CS129 / Project 2 / Image Blending

Do you know that Bill Gates is a cat lover? (Ok. Maybe he isn't. But Einstein indeed is.)

Overview

In this project, a gradient domain image blending method has been implemented and tested. Three extra composites have been created to demonstrate the implementation and illustrate its shortcomings. A Laplacian Pyramid method has also been implemented and compared with the gradient domain method.

Implementation

Gradient domain method

The intuition behind the gradient domain method is that when combining two images that could pontentially differ a lot in terms of the overall intensity, instead of trying to preserve the original intensities of the source pixels, we try to preserve the gradients so that the source image may blend into the target image more smoothly. This intuition could be formulated as solving a system of equations, where an equation puts a constrain on one of the pixels in the result image so that:

  1. if that pixel is not covered by the mask, then the value of the pixel equals the value of the corresponding pixel in the target image
  2. otherwise, the sum of the difference between that pixel and each of his four neighbors are the same as the sum of the difference between the corresponding pixel in the source image and its four neighbors in the source image

Solving this system of equations will yield an array of pixels for the result image. When implemented in matlab, the matlab function sparse is used to construct the matrix A that corresponds to the system of equations. To construct A, two vectors are created to represent the row index and column index of the possibly non-zero elements respectively. To create the row index vector, a vector has been created to hold the consecutive number sequence from 1 to the number of pixels in the image, and then repmat is called to replicate it for 5 times. The resulted matrix is then collapsed to get the row index vector. This is because for each pixel in the image, there are at most 5 unknown elements in its corresponding equation. Similarly, the column index vector is created by first creating a vector that has the same length as the number of pixels in the image, replicating the vector, shifting the resulted vectors to get the column positions of the surrounding pixels for each pixel, and finally collapsing the matrix to get a column index vector. The value for the elements indexed by the row index vector and column index vector can also be obtained in a similar fashion. This way, the matrix A can be constructed efficiently, and it takes perhaps less than one second for the program to process each test image. The vector b that represents the solution for the system of equations is constructed directly by copying the non-masked pixels from the target image and calculating the masked pixels by taking the sum of differences between the corresponding source pixel and its neighbors.
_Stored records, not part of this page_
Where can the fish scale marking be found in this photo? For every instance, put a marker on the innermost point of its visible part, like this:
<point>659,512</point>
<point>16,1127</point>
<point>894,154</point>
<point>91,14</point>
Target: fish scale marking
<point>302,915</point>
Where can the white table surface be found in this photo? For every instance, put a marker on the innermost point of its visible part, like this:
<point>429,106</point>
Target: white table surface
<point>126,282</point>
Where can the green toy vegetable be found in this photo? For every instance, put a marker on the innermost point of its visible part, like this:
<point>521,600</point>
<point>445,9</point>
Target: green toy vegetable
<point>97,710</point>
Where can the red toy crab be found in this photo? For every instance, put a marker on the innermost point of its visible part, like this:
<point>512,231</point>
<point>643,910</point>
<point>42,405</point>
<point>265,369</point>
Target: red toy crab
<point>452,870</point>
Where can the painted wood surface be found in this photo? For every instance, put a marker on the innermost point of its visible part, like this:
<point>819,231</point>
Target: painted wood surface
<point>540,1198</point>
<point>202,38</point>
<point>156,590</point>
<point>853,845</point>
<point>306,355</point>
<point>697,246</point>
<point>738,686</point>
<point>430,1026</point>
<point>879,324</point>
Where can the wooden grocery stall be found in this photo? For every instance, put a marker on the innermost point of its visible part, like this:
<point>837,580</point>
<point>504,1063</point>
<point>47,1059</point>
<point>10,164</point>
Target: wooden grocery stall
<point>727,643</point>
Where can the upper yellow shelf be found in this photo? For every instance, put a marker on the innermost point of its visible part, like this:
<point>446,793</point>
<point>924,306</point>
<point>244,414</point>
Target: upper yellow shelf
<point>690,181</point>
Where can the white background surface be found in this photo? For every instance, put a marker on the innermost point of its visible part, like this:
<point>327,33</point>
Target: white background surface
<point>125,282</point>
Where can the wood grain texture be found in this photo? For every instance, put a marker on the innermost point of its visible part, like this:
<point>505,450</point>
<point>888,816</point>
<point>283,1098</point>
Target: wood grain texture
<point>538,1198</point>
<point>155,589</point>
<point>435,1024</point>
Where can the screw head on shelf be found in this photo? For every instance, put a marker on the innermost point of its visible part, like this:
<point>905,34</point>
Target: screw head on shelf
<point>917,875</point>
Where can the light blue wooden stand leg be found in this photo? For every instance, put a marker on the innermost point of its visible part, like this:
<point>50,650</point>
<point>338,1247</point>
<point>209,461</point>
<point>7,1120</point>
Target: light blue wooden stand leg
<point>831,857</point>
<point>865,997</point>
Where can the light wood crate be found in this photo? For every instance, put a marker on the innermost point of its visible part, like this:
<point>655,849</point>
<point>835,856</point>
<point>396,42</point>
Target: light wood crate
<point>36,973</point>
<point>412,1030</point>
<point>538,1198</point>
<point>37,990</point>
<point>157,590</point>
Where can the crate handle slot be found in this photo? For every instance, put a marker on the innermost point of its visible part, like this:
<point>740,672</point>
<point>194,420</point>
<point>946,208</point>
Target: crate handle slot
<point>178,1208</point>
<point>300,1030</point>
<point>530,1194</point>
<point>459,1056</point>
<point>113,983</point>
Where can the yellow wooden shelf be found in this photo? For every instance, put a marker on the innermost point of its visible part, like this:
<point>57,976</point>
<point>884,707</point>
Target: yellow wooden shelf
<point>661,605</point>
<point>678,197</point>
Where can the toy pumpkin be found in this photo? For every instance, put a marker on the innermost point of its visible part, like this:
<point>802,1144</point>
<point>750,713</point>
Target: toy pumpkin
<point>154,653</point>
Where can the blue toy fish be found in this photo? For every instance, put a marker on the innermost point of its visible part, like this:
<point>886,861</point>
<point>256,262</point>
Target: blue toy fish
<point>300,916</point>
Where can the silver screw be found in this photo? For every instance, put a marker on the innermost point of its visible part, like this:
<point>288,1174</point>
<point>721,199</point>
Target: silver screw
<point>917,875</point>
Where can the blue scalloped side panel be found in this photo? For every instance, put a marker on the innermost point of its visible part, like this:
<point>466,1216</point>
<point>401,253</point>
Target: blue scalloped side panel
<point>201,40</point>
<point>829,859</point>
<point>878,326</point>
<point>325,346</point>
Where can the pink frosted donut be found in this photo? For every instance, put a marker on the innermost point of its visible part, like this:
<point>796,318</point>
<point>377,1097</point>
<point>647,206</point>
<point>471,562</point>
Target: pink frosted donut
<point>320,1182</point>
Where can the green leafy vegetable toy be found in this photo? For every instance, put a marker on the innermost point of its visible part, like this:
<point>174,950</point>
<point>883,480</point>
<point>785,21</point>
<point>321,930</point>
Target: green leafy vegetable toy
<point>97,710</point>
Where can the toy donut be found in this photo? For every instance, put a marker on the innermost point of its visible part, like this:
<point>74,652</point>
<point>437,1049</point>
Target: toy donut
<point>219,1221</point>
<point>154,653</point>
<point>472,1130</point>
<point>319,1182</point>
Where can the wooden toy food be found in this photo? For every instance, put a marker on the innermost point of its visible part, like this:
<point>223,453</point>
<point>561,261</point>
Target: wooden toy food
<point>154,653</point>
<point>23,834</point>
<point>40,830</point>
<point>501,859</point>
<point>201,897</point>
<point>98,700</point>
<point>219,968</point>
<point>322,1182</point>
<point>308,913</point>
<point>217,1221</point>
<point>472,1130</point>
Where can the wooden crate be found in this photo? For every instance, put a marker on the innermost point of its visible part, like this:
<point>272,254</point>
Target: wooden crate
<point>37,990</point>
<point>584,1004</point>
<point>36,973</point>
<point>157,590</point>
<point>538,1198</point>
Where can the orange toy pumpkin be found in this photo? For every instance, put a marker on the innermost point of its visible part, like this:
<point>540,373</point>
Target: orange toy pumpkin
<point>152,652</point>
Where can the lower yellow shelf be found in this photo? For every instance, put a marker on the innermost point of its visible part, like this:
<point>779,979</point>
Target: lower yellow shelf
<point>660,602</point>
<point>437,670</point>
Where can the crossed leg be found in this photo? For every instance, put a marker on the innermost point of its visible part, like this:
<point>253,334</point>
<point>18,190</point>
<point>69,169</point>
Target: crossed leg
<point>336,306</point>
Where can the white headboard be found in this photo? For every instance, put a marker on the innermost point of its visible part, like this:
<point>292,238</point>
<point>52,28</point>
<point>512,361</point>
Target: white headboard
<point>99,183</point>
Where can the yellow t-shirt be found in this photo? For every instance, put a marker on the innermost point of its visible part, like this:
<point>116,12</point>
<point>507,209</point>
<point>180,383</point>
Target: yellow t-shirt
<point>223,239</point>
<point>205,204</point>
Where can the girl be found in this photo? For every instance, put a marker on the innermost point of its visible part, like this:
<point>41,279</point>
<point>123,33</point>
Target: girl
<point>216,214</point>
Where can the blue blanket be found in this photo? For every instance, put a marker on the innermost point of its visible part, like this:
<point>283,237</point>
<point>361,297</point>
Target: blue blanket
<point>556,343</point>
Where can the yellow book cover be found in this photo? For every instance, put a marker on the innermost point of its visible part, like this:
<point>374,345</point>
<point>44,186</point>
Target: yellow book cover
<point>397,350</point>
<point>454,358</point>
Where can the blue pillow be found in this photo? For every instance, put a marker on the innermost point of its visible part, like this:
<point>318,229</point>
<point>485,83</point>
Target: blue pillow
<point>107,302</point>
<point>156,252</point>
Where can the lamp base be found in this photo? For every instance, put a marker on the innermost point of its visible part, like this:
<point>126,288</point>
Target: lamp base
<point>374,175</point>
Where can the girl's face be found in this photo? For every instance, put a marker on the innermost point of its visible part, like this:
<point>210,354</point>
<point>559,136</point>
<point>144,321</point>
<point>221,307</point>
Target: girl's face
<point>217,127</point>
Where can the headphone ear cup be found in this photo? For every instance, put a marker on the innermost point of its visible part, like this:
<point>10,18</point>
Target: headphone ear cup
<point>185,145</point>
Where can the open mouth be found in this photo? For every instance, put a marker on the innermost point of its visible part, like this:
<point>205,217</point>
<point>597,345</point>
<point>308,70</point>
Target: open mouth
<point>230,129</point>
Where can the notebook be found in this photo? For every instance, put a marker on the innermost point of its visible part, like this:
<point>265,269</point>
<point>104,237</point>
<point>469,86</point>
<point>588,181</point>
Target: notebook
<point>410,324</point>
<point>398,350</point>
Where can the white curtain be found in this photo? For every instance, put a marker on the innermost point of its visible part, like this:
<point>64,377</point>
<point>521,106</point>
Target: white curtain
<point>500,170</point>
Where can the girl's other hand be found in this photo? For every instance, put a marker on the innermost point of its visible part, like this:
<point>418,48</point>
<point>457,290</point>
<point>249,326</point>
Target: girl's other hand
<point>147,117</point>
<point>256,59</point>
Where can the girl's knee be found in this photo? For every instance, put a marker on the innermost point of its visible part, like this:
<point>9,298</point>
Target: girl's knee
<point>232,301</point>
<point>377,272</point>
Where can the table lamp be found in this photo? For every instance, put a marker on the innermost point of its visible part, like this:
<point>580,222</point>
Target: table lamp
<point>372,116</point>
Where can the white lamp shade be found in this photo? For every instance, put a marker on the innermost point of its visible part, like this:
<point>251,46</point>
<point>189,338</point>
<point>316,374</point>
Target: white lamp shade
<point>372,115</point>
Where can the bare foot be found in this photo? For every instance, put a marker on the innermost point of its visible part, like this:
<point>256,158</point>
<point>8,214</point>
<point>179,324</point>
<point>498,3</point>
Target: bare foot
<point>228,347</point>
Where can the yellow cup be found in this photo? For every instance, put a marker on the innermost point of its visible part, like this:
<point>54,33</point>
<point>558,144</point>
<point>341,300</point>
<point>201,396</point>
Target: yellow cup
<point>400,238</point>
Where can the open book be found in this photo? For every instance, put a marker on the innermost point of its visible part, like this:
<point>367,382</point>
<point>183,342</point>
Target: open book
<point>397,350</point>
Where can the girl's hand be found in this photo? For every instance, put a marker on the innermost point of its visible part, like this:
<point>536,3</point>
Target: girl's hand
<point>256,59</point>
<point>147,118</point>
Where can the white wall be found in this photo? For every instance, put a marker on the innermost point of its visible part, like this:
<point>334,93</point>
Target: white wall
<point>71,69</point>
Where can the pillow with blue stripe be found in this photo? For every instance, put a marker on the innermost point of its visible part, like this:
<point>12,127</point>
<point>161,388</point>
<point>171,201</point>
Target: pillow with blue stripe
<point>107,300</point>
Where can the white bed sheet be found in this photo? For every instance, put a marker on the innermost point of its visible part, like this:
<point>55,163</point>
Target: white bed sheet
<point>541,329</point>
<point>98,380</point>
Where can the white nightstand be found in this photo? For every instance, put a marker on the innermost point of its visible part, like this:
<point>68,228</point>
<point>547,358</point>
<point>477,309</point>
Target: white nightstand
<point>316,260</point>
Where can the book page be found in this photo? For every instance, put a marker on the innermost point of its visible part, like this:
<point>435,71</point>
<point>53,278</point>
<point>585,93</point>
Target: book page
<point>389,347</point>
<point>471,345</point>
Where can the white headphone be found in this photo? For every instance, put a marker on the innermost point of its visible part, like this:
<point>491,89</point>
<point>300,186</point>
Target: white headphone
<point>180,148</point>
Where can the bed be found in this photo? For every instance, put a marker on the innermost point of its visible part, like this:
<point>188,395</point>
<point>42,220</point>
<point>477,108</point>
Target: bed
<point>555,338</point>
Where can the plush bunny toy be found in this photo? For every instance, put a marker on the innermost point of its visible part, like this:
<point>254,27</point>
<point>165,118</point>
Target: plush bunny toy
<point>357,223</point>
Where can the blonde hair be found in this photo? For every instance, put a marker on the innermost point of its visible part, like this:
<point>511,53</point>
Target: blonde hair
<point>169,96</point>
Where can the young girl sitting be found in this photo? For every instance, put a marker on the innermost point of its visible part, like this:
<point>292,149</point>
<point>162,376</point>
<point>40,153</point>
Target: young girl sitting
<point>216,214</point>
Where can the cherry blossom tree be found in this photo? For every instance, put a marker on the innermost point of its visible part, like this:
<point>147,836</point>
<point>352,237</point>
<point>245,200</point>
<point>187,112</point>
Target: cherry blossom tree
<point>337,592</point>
In addition, the boundary rows and columns of the images have been identified in the implementation so that the program will only consider three neighbors for a pixel that is on the image boundary instead of having an out of boundary error or mistakenly taking the first pixel from the next row as the right neighbor of a rightmost pixel.

Laplacian Pyramid method

In the implementation of the Laplacian Pyramid method, two Laplacian pyramids are constructed for the source and the target image respectively. The two pyramids are then blended based on a corresponding Gaussian pyramid for the mask. To construct the blended image, the algorithm starts from the top level in the blended Laplacian pyramid, combines the top most two levels, takes the combined image to combine it with the third level image, and so on, until all the levels in the blended Laplacian pyramid have been combined to produce the blended image. I have experimented with different sizes for the Gaussian filter, and the final parameter is 20. The Laplacian pyramids have 20 levels.

Results

Target Mask Source Copy and Paste Gradient domain Laplacian Pyramid

Comparison of the two methods

When the cat is positioned next to the dark night sky, it is turned into a black, shadowy cat..

Gradient domain image blending actually does a good job for most of the images tested. One downside is that the color of the source image could be easily influenced by the color of the surrounding target image pixels, which may result in highly undesirable effect (like the shadowy cat on the left).

One of the advantage of Laplacian Pyramid is that it preserves the color of the source image. For the chipmunk composite, the Laplacian Pyramid method has a significantly better effect than the gradient domain method. This property may not always be desirable, though. For the Bill Gates composite, I personally think that though the gradient method has changed the color of the source image, it is actually make it look better as the lighting condition on the cat seems to be closer to that of the office.

Another property of Laplacian Pyramid method is that the effect depends on the size of the Gaussian filter, but not monotonically. If the size of the filter is too small, you might get clear boundary between the source and the target image. If the size of the filter is too large, you might get artifacts at the positions of the boundary of the source image (like in the bear image and the plane image).